Clickbaits Revisited

This repository provides the code used for : https://www.linkedin.com/pulse/clickbaits-revisited-deep-learning-title-content-features-thakur

Data Collection

To run the code you must first collect the data:

Data Pre-Processing

After the data has been collected, you need to run the following files to obtain training and test data. The order is important!

- $ cd data_processing
- $ python create_data.py
- $ python html_scraper.py
- $ python feature_generation.py
- $ python merge_data.py
- $ python data_cleaning.py

After the steps above, you will end up with train.csv and test.csv in data/

Please note that the above steps will require a lot of memory.
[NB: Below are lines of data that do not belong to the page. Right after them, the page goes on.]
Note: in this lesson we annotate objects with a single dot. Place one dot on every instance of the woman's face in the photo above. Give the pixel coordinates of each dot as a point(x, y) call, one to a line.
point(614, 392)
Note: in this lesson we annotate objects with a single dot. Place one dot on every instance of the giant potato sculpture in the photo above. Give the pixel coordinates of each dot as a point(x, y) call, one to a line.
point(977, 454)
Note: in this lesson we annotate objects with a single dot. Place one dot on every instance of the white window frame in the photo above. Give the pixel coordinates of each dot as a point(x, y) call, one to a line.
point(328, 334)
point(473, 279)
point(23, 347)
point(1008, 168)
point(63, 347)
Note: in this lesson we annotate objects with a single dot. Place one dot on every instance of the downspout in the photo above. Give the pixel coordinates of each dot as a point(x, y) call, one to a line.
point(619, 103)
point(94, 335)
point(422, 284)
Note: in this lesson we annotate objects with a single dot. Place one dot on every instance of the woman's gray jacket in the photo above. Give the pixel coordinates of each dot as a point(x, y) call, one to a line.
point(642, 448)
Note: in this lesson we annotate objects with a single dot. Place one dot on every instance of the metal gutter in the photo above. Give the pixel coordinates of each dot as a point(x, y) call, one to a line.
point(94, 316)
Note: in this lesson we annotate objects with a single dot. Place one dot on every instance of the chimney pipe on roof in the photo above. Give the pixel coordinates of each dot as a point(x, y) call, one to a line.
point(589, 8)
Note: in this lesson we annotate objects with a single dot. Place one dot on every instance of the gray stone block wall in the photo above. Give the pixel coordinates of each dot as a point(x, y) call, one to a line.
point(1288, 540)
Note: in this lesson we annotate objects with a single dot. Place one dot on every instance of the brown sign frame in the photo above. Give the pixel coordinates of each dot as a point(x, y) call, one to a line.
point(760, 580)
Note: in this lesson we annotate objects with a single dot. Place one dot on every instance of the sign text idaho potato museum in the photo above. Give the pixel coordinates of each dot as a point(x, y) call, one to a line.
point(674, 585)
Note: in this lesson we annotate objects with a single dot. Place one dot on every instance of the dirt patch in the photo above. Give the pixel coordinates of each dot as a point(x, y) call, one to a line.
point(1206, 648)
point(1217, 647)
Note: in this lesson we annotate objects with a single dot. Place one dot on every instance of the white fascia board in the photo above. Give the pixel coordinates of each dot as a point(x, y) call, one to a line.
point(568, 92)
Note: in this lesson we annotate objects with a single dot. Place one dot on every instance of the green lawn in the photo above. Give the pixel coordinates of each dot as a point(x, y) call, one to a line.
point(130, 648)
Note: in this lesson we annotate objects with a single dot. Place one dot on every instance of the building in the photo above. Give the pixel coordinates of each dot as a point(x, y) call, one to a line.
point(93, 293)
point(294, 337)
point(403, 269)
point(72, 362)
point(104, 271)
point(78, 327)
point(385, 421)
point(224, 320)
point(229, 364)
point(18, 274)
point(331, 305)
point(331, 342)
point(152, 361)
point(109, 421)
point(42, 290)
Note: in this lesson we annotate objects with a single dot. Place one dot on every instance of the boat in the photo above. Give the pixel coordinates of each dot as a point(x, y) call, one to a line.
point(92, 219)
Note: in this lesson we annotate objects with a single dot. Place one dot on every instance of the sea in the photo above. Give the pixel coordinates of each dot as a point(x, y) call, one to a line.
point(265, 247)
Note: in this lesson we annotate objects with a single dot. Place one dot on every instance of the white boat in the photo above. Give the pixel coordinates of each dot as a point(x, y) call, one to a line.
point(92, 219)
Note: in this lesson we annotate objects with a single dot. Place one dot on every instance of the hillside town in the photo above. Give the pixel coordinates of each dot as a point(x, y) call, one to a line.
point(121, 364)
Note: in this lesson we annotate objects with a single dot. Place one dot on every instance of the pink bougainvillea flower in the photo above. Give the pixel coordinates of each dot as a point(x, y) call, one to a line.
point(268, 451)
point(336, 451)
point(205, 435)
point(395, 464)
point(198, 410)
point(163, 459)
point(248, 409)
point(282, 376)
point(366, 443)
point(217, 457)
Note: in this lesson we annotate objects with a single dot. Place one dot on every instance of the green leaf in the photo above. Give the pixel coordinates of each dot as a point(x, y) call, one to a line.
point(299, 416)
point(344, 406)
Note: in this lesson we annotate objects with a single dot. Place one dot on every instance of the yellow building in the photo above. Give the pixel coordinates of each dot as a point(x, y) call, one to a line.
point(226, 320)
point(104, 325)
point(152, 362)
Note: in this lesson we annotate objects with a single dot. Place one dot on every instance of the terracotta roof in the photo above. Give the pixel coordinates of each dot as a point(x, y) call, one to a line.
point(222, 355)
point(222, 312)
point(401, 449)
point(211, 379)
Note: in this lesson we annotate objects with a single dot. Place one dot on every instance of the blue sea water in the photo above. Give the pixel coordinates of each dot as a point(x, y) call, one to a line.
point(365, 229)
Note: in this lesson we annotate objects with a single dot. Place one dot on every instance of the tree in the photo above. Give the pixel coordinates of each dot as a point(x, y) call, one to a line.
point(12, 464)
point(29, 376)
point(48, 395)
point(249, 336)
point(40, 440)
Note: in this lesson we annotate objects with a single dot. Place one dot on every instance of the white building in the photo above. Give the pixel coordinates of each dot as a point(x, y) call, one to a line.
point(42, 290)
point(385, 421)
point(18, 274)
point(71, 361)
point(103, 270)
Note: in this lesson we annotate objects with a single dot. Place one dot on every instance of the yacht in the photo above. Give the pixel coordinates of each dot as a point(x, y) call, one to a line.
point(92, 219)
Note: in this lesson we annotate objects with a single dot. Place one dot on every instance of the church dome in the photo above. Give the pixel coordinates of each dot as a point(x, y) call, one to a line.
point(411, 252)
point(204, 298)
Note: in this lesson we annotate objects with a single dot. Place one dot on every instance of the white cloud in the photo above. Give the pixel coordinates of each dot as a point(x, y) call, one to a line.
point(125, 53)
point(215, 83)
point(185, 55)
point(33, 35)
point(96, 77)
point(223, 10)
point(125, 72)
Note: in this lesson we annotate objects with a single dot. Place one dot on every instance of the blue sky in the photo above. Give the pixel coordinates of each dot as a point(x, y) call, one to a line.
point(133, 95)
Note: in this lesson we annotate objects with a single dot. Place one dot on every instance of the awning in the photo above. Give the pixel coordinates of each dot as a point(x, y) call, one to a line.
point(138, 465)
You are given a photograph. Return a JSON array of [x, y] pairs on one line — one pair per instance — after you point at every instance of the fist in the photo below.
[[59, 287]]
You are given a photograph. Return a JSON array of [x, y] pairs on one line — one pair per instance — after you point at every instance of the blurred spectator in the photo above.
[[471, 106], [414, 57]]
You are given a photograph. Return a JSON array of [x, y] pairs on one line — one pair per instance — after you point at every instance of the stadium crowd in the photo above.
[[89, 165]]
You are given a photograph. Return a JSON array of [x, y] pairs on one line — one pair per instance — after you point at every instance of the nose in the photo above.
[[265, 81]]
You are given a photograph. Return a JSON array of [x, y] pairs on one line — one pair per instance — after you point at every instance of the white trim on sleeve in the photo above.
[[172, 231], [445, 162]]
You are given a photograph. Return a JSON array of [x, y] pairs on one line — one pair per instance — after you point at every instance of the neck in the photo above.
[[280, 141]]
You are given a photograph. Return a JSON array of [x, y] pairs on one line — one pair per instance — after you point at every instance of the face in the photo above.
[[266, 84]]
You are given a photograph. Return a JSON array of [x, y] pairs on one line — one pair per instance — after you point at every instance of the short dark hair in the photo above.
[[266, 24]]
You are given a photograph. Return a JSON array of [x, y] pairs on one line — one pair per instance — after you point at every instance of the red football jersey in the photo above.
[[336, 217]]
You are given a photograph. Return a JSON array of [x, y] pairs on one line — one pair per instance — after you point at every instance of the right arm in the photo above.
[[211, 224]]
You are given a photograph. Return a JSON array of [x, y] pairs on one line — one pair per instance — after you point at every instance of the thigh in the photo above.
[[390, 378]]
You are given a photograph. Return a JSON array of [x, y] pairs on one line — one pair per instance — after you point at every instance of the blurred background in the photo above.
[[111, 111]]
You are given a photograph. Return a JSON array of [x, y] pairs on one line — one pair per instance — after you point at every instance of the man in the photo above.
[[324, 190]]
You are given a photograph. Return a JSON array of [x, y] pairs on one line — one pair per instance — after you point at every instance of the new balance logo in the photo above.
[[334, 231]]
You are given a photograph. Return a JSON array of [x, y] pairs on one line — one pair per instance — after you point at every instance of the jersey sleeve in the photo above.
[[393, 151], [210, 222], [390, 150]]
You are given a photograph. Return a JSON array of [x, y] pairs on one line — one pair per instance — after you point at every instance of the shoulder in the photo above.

So, if you have anything less than 64GB, please modify the code according to your needs.

GloVe embeddings

Obtain GloVe embeddings from the following URL:

http://nlp.stanford.edu/data/glove.840B.300d.zip

Extract the zip and place the CSV in data/

Deepnets

After all the above steps, you are ready to go and play around with the deep neural networks to classify clickbaits

Change directory to deepnets/

cd deepnets/

The deepnets are as folllows:

LSTM_Title.py : LSTM on title text without GloVe embeddings
LSTM_Title_Content.py : LSTM on title text and content text without GloVe embeddings
LSTM_Title_Content_with_GloVe.py : LSTM on title and content text with GloVe emebeddings
TDD_Title_Content_with_Glove.py : Time distributed dense on title and content text with GloVe embeddings
LSTM_Title_Content_Numerical_with_GloVe.py : LSTM on title + content text with GloVe embeddings & dense net for numerical features.

Performance

The network with LSTM on title and content text with GloVe embeddings with numerical features achieves an accuracy of 0.996 during validation and 0.992 on the test set.

All models were trained on NVIDIA TitanX, Ubuntu 16.04 system with 64GB memory.